For the participants in the nondepleting condition, the list of colors was structured such that the name of each color (e.g., green) was written in the same color of ink (green). The participants in the depleting condition were given the same instructions, but the list of words had one key difference—the ink color did not match the name of the color (for instance, the word “blue” would be printed in green ink, and the participants were asked to say “green”).

To try the nondepleting condition of this experiment yourself, time how long it takes you to say the colors of all the words in the “Congruent Color Words” list*. When you are done, try the depleting condition by timing how long it takes you to say aloud the colors of all the words in the “Incongruent Color Words” list.

How long did these two tasks take you? If you are like most of our participants, reading the congruent list (the nondepleting condition) probably took around sixty seconds, but reading the incongruent list (the depleting condition) was probably three to four times more difficult and more time-consuming.

Somewhat ironically, the difficulty of naming the colors in the mismatched list stems from our skill as readers. For experienced readers, the meaning of the words we read comes to mind very quickly, creating an almost automatic reaction to say the corresponding word rather than the color of the ink. We see the green-colored word “red” and want to say “red!” But that is not what we are supposed to do in this task, so with some effort we suppress our initial response and instead name the color of the ink. You may also have noticed that as you keep at this task, you experience a sort of mental exhaustion resulting from the repeated suppression of your quick automatic responses in favor of the more controlled, effortful (and correct) responses.

After completing either the easy or the hard Stroop task, each participant was given the opportunity to take a multiple-choice quiz about the history of Florida State University. The test included questions such as “When was the school founded?” and “How many times did the football team play in the National Championship game between 1993 and 2001?” In total, the quiz included fifty questions, each with four possible answers, and participants were paid according to their performances. The participants were also told that once they finished answering all the questions, they would be given a bubble sheet so that they could transfer their answers from the quiz to the sheet, recycle the quiz itself, and submit only the bubble sheet for payment.

Imagine that you are a student in the condition with the opportunity to cheat. You have just finished the Stroop task (either the depleting or nondepleting version). You have been answering the quiz questions for the past few minutes, and the time allotted for the quiz is up. You walk up to the experimenter to pick up the bubble sheet so that you can dutifully transfer your answers.

“I’m sorry,” the experimenter says, pursing her lips in self-annoyance. “I’m almost out of bubble sheets! I only have one unmarked one, and one that has the answers premarked.” She tells you that she did her best to erase the marks on the used bubble sheet but the answers are still slightly visible. Annoyed with herself, she admits that she had hoped to administer one more test today after yours. She next turns to you and asks you a question: “Since you are the first among the last two participants of the day, you can choose which form you would like to use: the clean one or the premarked one.”

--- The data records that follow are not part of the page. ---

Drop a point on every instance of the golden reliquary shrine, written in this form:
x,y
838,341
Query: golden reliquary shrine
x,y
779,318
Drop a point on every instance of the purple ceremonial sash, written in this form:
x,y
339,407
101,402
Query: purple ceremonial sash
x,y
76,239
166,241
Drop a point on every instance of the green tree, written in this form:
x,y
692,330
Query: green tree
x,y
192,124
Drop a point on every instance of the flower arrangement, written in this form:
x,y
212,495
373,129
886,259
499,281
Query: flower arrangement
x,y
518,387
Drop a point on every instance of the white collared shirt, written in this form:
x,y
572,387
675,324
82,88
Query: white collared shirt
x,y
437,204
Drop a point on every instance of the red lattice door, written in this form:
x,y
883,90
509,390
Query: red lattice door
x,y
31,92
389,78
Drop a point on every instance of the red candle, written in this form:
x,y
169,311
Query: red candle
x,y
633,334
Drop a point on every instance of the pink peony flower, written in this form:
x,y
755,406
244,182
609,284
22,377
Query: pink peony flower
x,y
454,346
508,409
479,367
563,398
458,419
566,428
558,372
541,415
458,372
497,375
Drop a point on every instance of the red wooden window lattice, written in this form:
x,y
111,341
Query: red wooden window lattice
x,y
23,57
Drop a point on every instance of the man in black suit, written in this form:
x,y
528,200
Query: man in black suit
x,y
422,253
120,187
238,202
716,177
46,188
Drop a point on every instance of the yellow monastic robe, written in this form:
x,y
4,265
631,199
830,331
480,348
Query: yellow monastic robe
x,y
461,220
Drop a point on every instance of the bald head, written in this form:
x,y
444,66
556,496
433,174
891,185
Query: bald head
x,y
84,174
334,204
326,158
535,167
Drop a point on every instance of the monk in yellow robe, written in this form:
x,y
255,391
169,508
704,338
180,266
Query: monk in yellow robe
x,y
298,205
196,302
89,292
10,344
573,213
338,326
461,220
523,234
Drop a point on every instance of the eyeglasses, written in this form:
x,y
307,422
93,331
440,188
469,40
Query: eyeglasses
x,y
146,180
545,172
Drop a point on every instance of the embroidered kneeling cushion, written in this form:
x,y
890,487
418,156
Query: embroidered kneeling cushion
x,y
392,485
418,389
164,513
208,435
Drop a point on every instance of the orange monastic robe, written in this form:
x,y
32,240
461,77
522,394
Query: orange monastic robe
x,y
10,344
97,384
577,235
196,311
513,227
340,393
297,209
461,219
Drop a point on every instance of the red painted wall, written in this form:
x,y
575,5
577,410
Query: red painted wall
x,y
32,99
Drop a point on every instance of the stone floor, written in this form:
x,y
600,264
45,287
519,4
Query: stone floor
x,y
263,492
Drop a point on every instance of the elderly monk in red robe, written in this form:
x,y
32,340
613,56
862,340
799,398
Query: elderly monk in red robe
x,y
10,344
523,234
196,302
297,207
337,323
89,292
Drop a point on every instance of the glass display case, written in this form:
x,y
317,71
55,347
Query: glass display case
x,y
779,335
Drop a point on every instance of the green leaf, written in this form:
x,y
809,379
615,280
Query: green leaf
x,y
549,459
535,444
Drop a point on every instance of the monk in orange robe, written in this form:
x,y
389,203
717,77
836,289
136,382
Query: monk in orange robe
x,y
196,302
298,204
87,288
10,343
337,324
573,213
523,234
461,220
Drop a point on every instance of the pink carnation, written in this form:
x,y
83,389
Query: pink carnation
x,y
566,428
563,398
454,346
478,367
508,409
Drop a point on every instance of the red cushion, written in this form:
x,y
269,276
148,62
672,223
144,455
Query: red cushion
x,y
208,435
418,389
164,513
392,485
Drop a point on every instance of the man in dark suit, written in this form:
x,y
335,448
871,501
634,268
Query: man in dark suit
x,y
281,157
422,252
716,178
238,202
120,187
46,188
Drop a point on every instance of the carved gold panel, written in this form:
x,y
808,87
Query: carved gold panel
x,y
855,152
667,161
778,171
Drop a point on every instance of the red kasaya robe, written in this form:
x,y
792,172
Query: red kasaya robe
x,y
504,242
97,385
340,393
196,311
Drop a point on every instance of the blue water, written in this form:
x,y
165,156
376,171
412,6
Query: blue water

Of course you realize that taking the premarked bubble sheet would give you an edge if you decided to cheat. Do you take it? Maybe you take the premarked one out of altruism: you want to help the experimenter so that she won’t worry so much about it. Maybe you take the premarked one to cheat. Or maybe you think that taking the premarked one would tempt you to cheat, so you reject it because you want to be an honest, upstanding, moral person. Whichever you take, you transfer your answers to that bubble sheet, shred the original quiz, and give the bubble sheet back to the experimenter, who pays you accordingly.